General Mills has unveiled a new Climate Transition Plan, detailing the roles that regenerative agriculture, the electrification of transport, and a switch to renewables can playing in reaching a long-term target of net-zero emissions by 2050.

General Mills identifies actionable ‘climate levers’ in new transition plan to reach net-zero

The food processing giant’s new Climate Transition Plan, published on Thursday (18 April), outlines several “climate levers” that can be addressed to tackle emissions by 2030 across a range of subjects.

These levers showcase the contribution that identified solutions can have in building toward a target to reduce value chain emissions by 30% by 2030 and reach net-zero by 2050. Agriculture and ingredients account for 33% of identified solutions, followed by transportation and a “solutions team” that analyses new and emerging technologies (both 23%). Other levers include dairy innovation, supplier engagement, packaging and energy and manufacturing.

“The health of our planet and our ability to make food the world loves are inherently intertwined,” General Mills’ chief sustainability and global impact officer, Mary Jane Melendez, said.

“Our Climate Transition Action Plan and continued progress demonstrate how we are working from the ground up, with partners across our value chain and industry, to help solve today’s food and agriculture challenges and build a resilient future.”

General Mills was one of the first companies to publish a full value chain goal approved by the Science Based Targets initiative (SBTi) in 2015. Five years later, it launched its new climate goals, aligned with the 1.5C guidance from the SBTi.

The new plan confirms that General Mills has conducted its first climate risk assessment and that it is in the process of revising science-based targets to incorporate the recent Forest, Land and Agriculture Guidance (FLAG) guidance.
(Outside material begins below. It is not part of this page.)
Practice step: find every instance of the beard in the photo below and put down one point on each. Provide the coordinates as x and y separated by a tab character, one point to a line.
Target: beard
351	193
In 2023, General Mills reduced total value chain emissions by 7% and further reduced Scope 1 and 2 emissions by 12% compared to the previous year. Since 2020, Scope 1 and 2 emissions have been reduced by 51%. General Mills notes that almost half of the company’s emissions occur upstream of its direct operations, in agriculture, ingredients and packaging.

Climate levers

The Climate Transition Plan outlines key goals and actions to achieve by 2030 and 2050 respectively. Short-term goals having zero deforestation in palm, cocoa and fiber supply chains by 2025, having all packaging recyclable or reusable by 2030, increasing low-carbon fuels and electrification for transport  and advancing supplier engagement and “whole-farm dairy principles” to tackle Scope 3 emissions.

In 2023, General Mills launched a collaborative endeavor to encourage the adoption of regenerative agriculture on approximately 600,000 acres in the US by 2030. This builds on a corporate goal to have one million acres enrolled in such practices by 2030. The Plan has revealed that more than 500,000 acres have been engaged in regenerative agriculture programs to date.

Additionally, a goal to source 100% renewable electricity for its global operations by 2030 currently sits at 97%.

Long-term aspirations for 2050 include scaling regenerative agriculture, switching to renewables across the supply chain, introducing more circular business models for packaging, and scaling decarbonisation across transport and farms.

The Transition Plan also outlines the company’s stance on carbon offsets. It states there is a “need for a strong carbon offset market to move us closer to achieving our planetary goals” but that at this time it “remains focused” on reducing emissions. General Mills will “revisit high quality offsets” once short-term targets have been met.

Climate Transition Plans

Thousands of firms across the globe have committed to transformational, science-based targets, but many have little idea as to how they will reach net-zero over the next 20 or 30 years. It is here where transition plans become crucial.

Climate Transition plans are viewed as a framework to help bridge the gap between these long-term ambitions and tangible actions that can help deliver net-zero and climate targets.

The UK Government commissioned the creation of a Transition Plan Taskforce (TPT) – a body to determine what a credible corporate transition plan for climate should look like – in 2021.

Last October, the jewel in the crown of the TPT’s work, its pan-industry ‘gold standard’ framework, was published.

The Task Force has recommended that corporates publish plans, and then an update in 2026. In 2024 and 2025, information material to the plan should be included in financial reporting. Advice has also been provided on what, exactly, the plans should cover.

Last week the TPT published new guidance for seven sectors, including key sectors such as mining and asset management.

The TPT guidance is aligned with disclosure practices developed by the International Sustainability Standards Board, which encourages firms to publicly disclose transition plans if they have one.